The Catholic University of America

March 12, 2009

CUA Media Studies Professor Wins 'We the People' Grant
National Endowment for the Humanities Award Funds Research, Writing

Jennifer Horne

Jennifer Horne, assistant professor of media studies, has won a $6,000 National Endowment for the Humanities Summer Stipend that will enable her to work for two months on a book about film and civic participation in the United States from 1905 to 1929. Her project received an additional honor as a selection for the NEH's "We the People" initiative.

Of the 881 applications for the 2009 Summer Stipend grant program, Horne's project was among 63 that received funding, according to NEH. Twenty of those 63 projects were designated "We the People" projects.
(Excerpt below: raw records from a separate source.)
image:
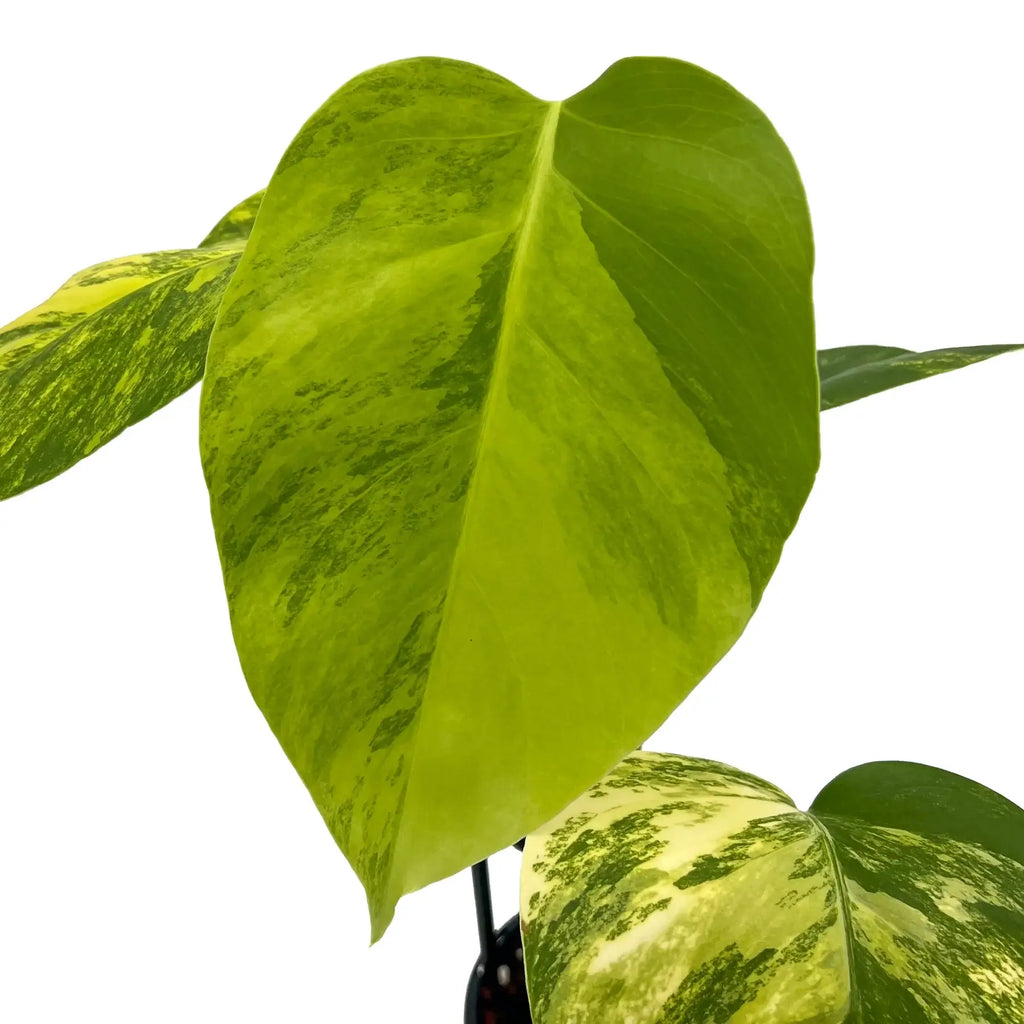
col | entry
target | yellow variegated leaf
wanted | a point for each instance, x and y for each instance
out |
(113, 344)
(682, 891)
(509, 401)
Titled "Civic Cinema: Spectatorship, Citizenship, and American Silent Film," Horne's book is a study of American film culture in the early part of the 20th century, focusing on the use of educational film by social reformers, educators, cultural institutions, and clubs and civic associations.

L. R. Poos, dean of CUA's School of Arts and Sciences, noted that the "We the People" program is "highly competitive." He described Horne's book as "an extremely original, significant project that will be likely to establish her among the best of her generation of scholars."

The "We the People" initiative is designed to encourage and enhance the teaching, study, and understanding of American history, culture, and democratic principles, according to NEH.

Horne says that she hopes the book will "expand the understanding we have had of moviegoing in the silent era beyond the nickelodeon. My research has shown that many more people saw film outside of theaters than we previously understood, encountering films in community centers, granges, church basements, and other spaces of social engagement."

The book will include case studies drawn from the American Red Cross, the Boy Scouts of America, the United Way campaigns, women's clubs, the YMCA, and leading public libraries of the day.

"Presenting new archival evidence and the textual analysis of rare films, this book contributes both to film study and to the history of civic participation in the United States and will illustrate how deeply held ideas about everyday political life and cultural belonging influenced the shape of early cinema," Horne adds.

Founded on the belief that cultivating the best of the humanities has real and tangible benefits for civic life, NEH launched the "We the People" program on Constitution Day, Sept. 17, 2002, according to its Web site.